Il designer italiano Michele Chiossi reinterpreta il concetto di “ORB”, già utilizzato nell’immaginario artistico della stilista Vivienne Westwood, dando vita ad una serie di opere esposte nella boutique del noto brand a Milano.
Michele Chiossi, classe 1970, ha fatto dell’analisi degli stati d’animo che attraversano l’uomo la sua arte. La sua ricerca visionaria è espressa in chiave metaforica sotto forma di sculture, quadri e oggetti d’arredo caratterizzate dal punto “zig zag” che lo ha reso celebre.
Dal 1994 espone nei più grandi musei del mondo arrivando nella boutique di Vivienne Westwood.
Il tuo lavoro è un’analisi del quotidiano e un rinnovo del linguaggio. Ma come è stata rapportata questa filosofia al lavoro fatto per Vivienne Westwood?

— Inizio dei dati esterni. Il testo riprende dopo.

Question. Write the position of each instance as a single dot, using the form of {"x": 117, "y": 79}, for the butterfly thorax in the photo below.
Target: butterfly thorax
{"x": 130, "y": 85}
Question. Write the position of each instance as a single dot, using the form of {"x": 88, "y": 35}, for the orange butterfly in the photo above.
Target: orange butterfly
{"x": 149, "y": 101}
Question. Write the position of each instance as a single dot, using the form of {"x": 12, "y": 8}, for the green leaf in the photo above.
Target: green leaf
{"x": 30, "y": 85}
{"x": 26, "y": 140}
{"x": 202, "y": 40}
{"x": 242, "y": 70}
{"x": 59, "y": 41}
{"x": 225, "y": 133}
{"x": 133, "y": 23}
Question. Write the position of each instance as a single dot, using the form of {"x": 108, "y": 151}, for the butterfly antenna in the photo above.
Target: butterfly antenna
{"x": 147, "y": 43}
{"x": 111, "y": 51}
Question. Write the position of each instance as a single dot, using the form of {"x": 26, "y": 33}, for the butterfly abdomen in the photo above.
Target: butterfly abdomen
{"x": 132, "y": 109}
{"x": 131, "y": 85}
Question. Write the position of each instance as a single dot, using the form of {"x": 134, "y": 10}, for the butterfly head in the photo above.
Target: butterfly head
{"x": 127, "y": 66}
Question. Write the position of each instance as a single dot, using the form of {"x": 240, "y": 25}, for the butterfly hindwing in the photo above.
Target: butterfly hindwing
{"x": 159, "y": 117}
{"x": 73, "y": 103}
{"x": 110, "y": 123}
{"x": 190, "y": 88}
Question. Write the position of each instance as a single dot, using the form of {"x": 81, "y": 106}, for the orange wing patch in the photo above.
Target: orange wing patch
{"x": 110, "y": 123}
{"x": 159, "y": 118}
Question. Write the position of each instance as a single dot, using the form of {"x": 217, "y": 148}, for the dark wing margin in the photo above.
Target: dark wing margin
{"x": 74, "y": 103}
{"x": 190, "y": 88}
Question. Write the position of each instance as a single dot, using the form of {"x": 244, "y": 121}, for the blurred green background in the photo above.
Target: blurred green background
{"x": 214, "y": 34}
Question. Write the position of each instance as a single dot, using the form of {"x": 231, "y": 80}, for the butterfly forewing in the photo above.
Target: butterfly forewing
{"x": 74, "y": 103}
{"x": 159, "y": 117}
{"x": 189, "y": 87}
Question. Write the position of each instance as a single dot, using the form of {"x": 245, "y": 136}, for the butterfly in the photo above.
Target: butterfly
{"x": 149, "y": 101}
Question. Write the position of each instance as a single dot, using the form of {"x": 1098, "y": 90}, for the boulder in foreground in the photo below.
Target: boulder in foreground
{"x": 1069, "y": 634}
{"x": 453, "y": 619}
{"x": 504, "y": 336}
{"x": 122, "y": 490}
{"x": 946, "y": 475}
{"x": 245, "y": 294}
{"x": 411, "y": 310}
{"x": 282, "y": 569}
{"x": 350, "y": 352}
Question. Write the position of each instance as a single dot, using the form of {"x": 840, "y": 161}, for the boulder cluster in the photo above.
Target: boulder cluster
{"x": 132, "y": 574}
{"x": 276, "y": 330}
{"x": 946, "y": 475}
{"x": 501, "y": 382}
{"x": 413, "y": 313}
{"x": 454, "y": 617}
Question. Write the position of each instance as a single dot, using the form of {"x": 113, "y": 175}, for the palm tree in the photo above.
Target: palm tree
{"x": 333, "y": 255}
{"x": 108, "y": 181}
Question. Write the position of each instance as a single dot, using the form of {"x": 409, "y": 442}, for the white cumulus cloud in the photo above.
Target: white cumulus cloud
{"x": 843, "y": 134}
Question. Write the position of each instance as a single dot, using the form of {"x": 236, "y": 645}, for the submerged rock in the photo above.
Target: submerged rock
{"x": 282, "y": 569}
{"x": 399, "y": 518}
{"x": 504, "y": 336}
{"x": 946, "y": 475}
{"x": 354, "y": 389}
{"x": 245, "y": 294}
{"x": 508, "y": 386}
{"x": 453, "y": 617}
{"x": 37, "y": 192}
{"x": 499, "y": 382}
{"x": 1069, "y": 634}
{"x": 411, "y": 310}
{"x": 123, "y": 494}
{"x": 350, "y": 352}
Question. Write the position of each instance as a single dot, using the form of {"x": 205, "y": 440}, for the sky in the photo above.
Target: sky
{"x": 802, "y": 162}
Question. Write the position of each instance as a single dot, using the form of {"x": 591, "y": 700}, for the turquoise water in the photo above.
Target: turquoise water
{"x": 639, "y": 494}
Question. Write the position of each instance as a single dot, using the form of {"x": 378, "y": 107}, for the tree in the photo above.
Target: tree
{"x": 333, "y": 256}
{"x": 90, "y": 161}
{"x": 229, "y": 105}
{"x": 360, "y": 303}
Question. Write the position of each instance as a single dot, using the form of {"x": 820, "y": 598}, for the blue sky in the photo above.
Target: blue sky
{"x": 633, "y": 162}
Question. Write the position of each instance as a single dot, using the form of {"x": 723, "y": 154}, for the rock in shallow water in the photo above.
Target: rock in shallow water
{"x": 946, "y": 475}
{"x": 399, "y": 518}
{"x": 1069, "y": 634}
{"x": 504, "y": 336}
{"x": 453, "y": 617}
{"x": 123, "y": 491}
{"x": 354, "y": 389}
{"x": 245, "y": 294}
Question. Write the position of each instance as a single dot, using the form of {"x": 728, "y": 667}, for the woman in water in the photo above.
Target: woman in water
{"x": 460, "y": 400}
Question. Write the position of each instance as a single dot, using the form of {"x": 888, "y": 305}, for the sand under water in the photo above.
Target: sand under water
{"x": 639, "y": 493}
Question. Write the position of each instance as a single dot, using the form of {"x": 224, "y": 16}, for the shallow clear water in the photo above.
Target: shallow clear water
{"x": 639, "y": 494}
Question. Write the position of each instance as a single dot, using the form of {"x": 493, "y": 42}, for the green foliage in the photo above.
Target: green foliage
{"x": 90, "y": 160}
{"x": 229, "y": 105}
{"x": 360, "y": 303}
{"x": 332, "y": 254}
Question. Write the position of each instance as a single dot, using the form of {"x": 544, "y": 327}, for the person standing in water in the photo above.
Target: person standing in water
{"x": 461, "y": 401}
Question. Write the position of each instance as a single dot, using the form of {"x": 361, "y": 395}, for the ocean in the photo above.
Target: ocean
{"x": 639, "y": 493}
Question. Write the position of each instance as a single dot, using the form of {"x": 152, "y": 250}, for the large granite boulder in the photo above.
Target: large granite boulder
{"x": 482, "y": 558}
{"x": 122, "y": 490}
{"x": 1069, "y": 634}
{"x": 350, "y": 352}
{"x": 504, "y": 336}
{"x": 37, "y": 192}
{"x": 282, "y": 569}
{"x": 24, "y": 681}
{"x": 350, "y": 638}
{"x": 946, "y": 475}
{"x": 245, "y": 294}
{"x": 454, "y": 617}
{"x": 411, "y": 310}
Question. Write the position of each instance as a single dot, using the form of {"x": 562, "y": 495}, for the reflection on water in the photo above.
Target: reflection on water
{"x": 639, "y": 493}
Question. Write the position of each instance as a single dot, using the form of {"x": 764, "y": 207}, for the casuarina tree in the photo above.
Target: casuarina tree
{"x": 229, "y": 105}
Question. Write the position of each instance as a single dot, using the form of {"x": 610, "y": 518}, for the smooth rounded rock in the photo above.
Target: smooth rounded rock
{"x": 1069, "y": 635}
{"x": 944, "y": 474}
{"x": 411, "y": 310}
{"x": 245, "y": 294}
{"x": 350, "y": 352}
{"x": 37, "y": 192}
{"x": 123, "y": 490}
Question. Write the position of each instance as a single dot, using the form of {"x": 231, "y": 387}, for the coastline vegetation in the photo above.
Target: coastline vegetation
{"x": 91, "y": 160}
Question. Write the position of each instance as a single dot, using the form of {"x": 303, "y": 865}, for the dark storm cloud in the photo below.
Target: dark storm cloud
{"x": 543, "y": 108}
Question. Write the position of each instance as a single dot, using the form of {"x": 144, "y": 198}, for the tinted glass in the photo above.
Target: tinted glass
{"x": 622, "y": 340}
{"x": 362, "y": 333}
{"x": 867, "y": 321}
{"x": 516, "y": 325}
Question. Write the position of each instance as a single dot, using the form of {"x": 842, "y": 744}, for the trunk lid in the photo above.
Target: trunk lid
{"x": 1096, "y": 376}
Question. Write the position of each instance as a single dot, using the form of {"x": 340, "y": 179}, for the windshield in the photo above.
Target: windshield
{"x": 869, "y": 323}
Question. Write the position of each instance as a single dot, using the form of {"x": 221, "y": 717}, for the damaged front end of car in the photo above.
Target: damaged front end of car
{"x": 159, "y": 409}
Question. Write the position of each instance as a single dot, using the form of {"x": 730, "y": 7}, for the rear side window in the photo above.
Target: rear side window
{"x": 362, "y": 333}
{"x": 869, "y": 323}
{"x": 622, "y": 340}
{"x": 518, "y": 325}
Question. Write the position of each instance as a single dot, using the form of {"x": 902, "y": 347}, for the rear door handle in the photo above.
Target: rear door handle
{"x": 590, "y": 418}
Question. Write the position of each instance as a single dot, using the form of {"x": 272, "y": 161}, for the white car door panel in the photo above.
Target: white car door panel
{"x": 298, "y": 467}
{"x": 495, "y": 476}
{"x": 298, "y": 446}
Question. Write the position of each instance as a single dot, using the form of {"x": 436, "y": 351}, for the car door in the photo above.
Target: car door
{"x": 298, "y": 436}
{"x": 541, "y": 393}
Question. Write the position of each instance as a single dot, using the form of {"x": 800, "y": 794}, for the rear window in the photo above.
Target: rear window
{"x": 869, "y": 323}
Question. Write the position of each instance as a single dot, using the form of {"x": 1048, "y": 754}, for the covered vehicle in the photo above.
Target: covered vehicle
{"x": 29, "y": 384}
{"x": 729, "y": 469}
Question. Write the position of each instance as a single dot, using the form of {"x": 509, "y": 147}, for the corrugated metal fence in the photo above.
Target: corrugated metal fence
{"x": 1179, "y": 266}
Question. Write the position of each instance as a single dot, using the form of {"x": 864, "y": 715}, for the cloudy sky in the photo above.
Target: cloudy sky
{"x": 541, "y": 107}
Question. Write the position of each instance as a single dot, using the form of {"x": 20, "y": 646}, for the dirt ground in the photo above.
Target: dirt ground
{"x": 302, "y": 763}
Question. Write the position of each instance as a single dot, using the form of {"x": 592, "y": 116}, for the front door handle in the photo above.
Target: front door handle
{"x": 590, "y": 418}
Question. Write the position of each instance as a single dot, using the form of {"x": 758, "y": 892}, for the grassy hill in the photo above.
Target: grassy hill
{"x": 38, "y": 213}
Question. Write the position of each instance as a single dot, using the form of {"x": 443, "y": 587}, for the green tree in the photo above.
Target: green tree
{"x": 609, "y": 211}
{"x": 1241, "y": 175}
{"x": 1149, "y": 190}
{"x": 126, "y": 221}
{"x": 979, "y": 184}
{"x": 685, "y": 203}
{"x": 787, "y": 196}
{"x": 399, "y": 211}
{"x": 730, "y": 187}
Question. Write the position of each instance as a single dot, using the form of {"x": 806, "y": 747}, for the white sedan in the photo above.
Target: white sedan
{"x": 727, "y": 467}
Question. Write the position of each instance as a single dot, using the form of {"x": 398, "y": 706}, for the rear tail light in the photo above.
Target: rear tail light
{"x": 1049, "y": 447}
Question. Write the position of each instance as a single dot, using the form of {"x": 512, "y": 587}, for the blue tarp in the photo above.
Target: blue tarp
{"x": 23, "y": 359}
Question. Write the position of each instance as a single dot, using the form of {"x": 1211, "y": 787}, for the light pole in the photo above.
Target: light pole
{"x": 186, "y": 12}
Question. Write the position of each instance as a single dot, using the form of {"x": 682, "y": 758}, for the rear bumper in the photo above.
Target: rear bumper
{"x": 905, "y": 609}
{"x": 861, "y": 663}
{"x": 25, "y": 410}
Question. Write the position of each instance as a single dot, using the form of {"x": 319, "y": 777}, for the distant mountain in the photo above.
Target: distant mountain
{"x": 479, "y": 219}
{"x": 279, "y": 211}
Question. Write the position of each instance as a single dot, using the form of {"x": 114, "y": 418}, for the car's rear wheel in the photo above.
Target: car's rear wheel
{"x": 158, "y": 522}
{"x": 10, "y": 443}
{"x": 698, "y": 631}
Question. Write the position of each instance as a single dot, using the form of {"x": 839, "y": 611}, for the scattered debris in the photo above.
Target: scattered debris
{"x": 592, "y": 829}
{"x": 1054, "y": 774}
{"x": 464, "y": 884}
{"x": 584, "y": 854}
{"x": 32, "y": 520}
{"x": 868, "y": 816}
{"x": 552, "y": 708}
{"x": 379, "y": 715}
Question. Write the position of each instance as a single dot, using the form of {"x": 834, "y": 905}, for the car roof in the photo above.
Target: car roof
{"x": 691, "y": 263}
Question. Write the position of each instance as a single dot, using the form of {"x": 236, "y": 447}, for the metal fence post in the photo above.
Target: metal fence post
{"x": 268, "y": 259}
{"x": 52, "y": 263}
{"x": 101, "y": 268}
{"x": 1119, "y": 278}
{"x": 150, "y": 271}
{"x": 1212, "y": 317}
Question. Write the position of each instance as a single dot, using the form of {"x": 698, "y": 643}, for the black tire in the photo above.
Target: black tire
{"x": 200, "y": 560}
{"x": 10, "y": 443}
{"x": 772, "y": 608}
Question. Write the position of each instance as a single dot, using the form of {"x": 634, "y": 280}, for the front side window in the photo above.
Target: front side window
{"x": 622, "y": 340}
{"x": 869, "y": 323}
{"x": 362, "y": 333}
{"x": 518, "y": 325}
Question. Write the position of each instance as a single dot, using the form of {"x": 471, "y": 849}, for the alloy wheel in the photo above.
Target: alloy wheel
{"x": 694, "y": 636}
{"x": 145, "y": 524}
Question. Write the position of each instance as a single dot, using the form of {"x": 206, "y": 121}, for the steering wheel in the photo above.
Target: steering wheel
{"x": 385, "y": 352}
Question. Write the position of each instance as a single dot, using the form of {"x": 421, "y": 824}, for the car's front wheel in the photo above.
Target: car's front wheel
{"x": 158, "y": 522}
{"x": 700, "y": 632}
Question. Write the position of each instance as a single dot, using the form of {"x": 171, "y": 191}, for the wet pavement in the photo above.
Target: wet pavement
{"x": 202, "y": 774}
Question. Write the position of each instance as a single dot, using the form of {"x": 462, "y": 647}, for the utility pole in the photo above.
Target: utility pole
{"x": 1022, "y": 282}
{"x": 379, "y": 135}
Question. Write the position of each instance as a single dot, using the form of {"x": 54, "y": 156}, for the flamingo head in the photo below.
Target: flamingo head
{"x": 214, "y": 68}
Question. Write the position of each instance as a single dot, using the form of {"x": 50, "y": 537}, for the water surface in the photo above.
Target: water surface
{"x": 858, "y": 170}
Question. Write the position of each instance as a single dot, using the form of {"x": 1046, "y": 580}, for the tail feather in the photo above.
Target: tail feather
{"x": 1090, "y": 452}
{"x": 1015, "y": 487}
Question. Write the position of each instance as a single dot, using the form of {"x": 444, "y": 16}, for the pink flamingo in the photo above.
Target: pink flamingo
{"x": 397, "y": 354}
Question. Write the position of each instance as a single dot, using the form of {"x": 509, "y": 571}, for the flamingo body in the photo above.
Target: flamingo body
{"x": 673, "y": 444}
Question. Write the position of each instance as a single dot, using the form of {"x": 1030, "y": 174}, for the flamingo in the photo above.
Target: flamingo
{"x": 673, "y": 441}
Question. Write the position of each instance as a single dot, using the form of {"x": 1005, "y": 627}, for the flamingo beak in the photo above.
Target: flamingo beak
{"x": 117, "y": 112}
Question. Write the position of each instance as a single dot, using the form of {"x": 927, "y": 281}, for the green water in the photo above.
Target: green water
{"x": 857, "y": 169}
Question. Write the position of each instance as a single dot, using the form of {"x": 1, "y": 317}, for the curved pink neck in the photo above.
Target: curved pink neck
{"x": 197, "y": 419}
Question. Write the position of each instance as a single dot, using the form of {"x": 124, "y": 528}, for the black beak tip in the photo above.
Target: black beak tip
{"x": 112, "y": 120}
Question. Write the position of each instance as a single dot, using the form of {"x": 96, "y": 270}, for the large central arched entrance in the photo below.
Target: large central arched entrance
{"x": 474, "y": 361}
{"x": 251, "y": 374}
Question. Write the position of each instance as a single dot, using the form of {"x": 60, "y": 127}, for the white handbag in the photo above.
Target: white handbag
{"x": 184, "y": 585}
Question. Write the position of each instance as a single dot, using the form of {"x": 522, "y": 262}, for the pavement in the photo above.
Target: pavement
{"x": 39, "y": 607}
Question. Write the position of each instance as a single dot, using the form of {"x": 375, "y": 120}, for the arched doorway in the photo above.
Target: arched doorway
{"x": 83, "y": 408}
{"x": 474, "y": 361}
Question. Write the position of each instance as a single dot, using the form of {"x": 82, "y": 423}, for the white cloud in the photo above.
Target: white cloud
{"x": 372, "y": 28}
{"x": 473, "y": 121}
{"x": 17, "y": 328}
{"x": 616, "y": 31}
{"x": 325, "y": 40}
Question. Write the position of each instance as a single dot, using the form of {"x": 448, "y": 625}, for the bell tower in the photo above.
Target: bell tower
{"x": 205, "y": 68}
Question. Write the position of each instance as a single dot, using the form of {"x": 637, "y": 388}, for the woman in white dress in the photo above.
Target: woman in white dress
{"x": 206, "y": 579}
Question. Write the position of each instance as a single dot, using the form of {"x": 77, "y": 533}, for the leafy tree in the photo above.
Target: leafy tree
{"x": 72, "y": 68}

È avvenuto tutto in modo naturale, proprio perché essendo un fan, oltre che un testimonial di Vivienne, il concetto di ORB fa parte veramente del mio quotidiano ormai. È stato di conseguenza anche naturale inserirlo all’interno della carta da parati spaziale. Mi appassiona la storia dell’ORB stesso che lei ha ripreso inserendo il satellite di Saturno e appropriandosene in modo punk. Un’azione tipica sua, dissacrante!
A proposito della carta da parati spaziale, come è nata?
L’ho creata proprio per questo evento, è una rielaborazione di un marmo che ho dipinto con la mia tecnica a zig zag, in cui ho eliminato le curve e disegno solo linee orizzontali e verticali che creano questo effetto pixel. Ho poi inserito le emoji delle stelle, degli astri, della luna e del sole ed infine l’amato ORB, concetto che poi ho approfondito con la scultura ricreando appunto il logo di Vivienne e creando questa opera mobile in acciaio e marmo utilizzando sempre il mio trademark. La rotazione della sessa scultura da il senso a tutto.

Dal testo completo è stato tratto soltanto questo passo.